Von Freienthal, who calls herself an artist, exhibited her "artistic chaos" in 2012. "Making art is one of my languages. Cross-media". In addition to painting, she works with performances and spatial installations. She finds the coupling of her performance "Was von ihr ist" with Oehmann's "Fahnenfluchten" exciting. Ten women and pictures of underclothes line up in a theme that von Freienthal has been dealing with for a long time. "I do not identify myself with the work of male artists, but with that of women. That Oehmann calls her flags in the monastery park "Windsbräute" plays into the hands of her ideas. "In the Cistercian monastery one encounters a concentrated charge of femininity. 

 
"Growing Works of Art" on the FlotART

One village further on, in Langlingen-Wiedenrode, the MilleFlori farm is contributing to the FlotART with a growing work of art: a herb garden in 2011 and a clay oven in 2012. A landscape work of art is in the minds of the farm owners. Cornelia Günther finds this FlotART contribution "beautiful". "We always had the idea of redesigning a courtyard or a nursery to create a park accessible to the public," reveals Patricia Mordaß, who acquired and restored the courtyard, the second oldest building in the village from 1886, in 2005 with the help of her husband Mario. "The exterior was not important to us at the time.
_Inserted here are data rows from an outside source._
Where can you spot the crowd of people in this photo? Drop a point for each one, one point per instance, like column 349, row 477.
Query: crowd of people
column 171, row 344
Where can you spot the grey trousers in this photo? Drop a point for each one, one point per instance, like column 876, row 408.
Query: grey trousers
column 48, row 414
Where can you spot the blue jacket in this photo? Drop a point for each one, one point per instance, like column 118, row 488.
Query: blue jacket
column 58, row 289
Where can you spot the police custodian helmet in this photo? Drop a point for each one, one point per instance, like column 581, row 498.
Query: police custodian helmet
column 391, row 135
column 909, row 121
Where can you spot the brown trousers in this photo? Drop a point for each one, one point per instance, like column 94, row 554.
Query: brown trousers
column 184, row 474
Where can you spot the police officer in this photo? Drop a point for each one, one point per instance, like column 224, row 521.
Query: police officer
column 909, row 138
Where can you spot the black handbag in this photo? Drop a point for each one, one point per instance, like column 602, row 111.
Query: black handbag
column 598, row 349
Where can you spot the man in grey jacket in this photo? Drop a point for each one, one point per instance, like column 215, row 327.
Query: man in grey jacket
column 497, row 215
Now we see it as an object of art to design it, as garden art". In 2013, we took part again, with a fan-shaped perennial garden and the colours of the rainbow. There would also be a mountain with a swimming pond and amphitheatre for concerts, a ruin building, a savannah landscape with an Indian tent and a spring grove. "It's wonderful to give your work a face."

 

The ideas are springing up. The FlotART organizers talk about fashion shows, sculptor symposia, permanent wind objects and lots of utopia. "FlotART is not a snored-up box where you exhibit napkin holders, not a painting bazaar," says Cornelia Günther. "We have much more to offer." "The important thing is that we always have enough new ideas in the pool. Because that's the principle:

"We want to reinvent ourselves every year."